Tak ingin otak beku, maka kami jadikan pena sebagai microwave. Kami, sekumpulan manusia pencinta cerita.
Mau bercerita bersama? Mudah saja. Tinggalkan alamat email-mu, kami punya tema baru tiap minggu.
Mari menulis!

Kamis, 18 Agustus 2011

H A R M O N Y


One liter of tears? It’s definitely cry me a river!

Film Korea ini menceritakan segelintir kehidupan narapidana wanita di dalam penjara yang tergabung dalam kelompok paduan suara.

Salah satunya adalah Jeong Hye, ia melahirkan bayinya ketika ia dalam masa tahanan dan diberikan kesempatan untuk merawat anaknya sebelum si bayi diambil oleh negara untuk kemudian diadopsi. Ia harus menyerahkan hak terhadap bayinya setelah ia dihukum karena membunuh suami yang kerap menyiksanya. Ada lagi sosok Moon Ok, wanita setengah baya yang terkena hukuman mati namun tak kunjung dieksekusi setelah bertahun-tahun. Ia juga didakwa atas tindakan terencananya untuk membunuh suami beserta selingkuhannya. Sebagai pemimpin paduan suara yang berpengalaman sebagai guru musik, ia memilih para anggota dan melatih vokal mereka. Yu Mi merupakan anggota paduan suara yang paling terakhir bergabung. Perempuan muda ini dihukum setelah membunuh ayah tirinya yang telah berkali-kali melecehkan dirinya. Peristiwa itu membuatnya trauma dan menjadi orang yang tertutup dan tidak mudah membaur dengan lingkungan sekitarnya.

Seperti kado natal di bulan Juni, mereka diundang untuk mengisi acara di kompetisi paduan suara dengan iming-iming kesempatan untuk bertemu dengan anggota keluarga mereka. Jeong Hye berharap ia dapat melihat anaknya lagi setelah diadopsi. Moon Ok merindu kedua anaknya yang harus ia tinggalkan sejak mereka kecil karena harus menunaikan hukumannya. Hubungan ibu dan anak ini tidak berjalan harmonis. Sementara Yu Mi berkesempatan untuk bertemu dengan ibunya yang selalu ia tolak untuk bertemu sejak ia dipenjara.

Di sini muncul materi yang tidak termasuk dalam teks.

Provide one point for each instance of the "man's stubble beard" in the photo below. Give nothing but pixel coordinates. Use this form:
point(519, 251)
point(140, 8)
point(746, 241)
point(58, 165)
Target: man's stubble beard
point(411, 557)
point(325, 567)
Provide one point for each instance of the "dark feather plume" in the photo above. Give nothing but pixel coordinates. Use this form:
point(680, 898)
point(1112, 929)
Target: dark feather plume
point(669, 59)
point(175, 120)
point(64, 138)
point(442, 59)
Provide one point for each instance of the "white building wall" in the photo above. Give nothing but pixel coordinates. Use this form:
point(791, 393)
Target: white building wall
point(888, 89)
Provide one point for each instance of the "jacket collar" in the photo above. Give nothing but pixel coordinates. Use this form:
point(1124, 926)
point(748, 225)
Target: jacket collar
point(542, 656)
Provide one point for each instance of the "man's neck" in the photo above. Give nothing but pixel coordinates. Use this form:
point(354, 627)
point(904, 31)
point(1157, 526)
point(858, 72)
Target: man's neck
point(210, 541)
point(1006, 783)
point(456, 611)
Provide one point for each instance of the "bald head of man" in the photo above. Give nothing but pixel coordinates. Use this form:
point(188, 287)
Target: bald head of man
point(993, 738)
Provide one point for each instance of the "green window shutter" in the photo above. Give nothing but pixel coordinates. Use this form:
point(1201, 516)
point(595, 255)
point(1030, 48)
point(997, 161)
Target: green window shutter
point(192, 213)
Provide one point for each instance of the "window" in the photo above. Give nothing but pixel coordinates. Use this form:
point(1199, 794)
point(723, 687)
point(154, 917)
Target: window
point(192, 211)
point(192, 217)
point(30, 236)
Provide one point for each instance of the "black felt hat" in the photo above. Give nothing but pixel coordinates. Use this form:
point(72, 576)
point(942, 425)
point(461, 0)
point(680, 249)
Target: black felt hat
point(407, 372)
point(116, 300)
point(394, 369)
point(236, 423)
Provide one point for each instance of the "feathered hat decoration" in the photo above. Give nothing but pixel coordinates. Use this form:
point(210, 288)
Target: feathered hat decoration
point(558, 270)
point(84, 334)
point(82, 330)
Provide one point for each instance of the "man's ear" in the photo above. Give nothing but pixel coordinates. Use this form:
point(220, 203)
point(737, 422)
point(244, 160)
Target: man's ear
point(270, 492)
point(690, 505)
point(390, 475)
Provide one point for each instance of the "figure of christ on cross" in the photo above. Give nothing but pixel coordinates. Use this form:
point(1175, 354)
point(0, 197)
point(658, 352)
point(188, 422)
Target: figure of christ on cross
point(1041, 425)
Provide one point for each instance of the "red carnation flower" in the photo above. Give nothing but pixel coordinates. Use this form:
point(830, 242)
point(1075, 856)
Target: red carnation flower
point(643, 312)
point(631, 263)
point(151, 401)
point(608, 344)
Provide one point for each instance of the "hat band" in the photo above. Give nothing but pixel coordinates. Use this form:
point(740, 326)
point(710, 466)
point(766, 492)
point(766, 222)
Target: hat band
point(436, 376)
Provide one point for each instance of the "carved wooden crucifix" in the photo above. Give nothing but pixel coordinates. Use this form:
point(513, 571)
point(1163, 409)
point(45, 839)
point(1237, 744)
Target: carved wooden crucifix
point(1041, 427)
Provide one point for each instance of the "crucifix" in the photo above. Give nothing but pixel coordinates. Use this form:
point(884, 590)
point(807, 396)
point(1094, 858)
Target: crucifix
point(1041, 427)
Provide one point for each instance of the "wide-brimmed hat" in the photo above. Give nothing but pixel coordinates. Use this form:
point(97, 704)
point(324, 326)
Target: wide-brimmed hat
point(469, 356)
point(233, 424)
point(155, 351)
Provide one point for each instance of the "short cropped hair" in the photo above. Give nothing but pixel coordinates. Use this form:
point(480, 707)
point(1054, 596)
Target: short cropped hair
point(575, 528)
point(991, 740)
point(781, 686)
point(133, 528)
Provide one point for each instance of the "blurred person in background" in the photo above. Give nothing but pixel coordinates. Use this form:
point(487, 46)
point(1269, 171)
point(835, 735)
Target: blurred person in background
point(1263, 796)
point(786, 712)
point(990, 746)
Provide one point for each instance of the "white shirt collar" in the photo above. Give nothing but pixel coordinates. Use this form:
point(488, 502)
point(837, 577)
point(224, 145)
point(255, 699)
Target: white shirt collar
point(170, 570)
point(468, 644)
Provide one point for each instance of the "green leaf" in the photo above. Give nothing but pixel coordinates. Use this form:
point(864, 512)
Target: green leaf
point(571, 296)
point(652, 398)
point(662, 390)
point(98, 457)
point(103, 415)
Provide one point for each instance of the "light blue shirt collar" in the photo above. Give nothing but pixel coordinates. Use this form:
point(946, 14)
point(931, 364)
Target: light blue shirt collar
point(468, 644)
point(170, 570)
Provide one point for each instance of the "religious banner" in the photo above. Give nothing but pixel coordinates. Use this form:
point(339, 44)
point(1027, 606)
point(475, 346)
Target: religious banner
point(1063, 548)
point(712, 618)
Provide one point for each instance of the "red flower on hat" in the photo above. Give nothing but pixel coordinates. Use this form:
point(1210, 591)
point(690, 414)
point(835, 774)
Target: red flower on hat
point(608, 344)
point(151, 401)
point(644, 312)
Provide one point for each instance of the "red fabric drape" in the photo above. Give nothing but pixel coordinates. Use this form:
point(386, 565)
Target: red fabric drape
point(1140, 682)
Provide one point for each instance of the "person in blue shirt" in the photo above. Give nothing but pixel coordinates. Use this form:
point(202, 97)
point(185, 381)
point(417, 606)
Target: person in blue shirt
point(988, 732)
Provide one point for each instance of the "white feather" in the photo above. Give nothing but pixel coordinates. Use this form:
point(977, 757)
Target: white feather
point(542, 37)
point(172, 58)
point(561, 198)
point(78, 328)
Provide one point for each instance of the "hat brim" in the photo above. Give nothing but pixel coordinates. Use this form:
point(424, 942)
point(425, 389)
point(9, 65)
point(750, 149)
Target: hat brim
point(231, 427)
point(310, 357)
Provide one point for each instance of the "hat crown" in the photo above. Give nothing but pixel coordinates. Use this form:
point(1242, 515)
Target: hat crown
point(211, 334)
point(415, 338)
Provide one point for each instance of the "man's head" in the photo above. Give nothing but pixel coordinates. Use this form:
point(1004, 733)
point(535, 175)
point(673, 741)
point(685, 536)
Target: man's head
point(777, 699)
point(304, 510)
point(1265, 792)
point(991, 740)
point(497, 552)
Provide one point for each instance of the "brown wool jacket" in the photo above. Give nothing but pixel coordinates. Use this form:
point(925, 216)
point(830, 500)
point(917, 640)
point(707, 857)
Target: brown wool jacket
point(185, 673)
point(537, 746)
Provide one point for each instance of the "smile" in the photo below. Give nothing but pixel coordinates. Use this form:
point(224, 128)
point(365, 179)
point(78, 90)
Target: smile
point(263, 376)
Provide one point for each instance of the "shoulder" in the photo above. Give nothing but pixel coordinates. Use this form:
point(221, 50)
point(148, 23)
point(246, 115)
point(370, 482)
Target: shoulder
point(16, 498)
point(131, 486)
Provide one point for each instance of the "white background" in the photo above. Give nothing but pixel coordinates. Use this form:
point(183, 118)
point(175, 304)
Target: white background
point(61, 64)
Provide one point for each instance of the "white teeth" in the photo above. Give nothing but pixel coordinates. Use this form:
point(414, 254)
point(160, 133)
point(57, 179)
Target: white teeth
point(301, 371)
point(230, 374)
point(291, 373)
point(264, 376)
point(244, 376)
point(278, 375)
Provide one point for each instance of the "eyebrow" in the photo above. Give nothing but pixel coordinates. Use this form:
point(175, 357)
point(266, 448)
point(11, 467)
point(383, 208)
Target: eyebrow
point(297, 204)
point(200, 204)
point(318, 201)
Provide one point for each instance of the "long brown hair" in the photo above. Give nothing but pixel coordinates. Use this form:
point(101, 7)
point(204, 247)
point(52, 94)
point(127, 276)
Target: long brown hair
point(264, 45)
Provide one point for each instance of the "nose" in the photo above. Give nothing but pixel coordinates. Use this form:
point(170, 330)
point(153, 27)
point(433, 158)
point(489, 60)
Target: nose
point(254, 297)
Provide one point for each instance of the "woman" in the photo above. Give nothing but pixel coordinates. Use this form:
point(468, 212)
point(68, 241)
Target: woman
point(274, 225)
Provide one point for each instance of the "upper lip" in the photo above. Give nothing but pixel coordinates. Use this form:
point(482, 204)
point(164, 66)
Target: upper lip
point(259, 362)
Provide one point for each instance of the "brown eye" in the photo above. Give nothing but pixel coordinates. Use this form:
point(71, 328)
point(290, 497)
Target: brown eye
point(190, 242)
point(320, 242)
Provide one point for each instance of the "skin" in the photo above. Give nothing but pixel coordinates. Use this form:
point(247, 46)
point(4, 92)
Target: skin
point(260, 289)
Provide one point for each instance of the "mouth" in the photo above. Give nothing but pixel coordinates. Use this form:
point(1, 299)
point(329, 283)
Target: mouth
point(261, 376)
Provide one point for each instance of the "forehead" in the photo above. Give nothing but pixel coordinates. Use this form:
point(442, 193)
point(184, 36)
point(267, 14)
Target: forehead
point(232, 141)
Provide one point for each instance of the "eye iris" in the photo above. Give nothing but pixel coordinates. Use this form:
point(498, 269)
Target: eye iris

Singkirkan jauh-jauh ekspektasi melihat ketampanan Lee Min Ho, kemisteriusan Won Bin apalagi senyum hangat Bae Yong Jun. Film ini hampir semuanya diisi dengan artis perempuan dengan wajah yang biasa saja tapi kemampuan akting yang luar biasa. Penikmat film Korea pasti sudah pernah menonton film ini lalu kemudian merekomendasikan kepada orang-orang di sekelilingnya. Bukan hanya karena film ini bagus, tapi juga karena tidak akan sanggup menahan kepiluan sesaat setelah menonton. Film ini dengan sukses membuat saya megap-megap kehabisan napas menyimak kehidupan para tokohnya. Bagaimana nelangsanya Jeong Hye ketika harus menyerahkan anaknya. Bagaimana getirnya Moon Ok ketika putusan eksekusi akhirnya menghampirinya dan kepanikan tanpa kata teman-teman satu selnya setelah mengetahui waktunya telah tiba. Bagaimana rasa malu menghampiri ketika rombongan paduan suara ini harus digeledah karena ada pengunjung yang kehilangan perhiasannya di toilet yang kebetulan sama-sama mereka pakai. Alur yang cepat membuat film ini tidak membosankan ketika disaksikan. Kita bagaikan menaiki wahana roller coaster di Dunia Fantasi, terasa seperti mau mati. Berlebihan? Mungkin saja. Tonton dulu baru rasakan sensasinya!

Picture

Minggu, 14 Agustus 2011

Resensi Harmony

Film Harmony ini berhasil membuka kedua mata saya lebar-lebar sekaligus mengusik hati, pikiran, dan energi saya, yang pada awalnya memandang film ini dengan sebelah mata. Sebelumnya saya berpendapat bahwa film yang akan saya tonton hanyalah sebuah film korea yang sedang digandrungi remaja tanggung jaman sekarang. Asumsi awal saya tersebut terpatahkan dengan unsur tema, jalan cerita dan akting yang kuat dalam film Harmony. Semua unsur tersebut berhasil diharmonisasikan dengan baik sehingga menghasilkan sebuah film yang layak ditonton.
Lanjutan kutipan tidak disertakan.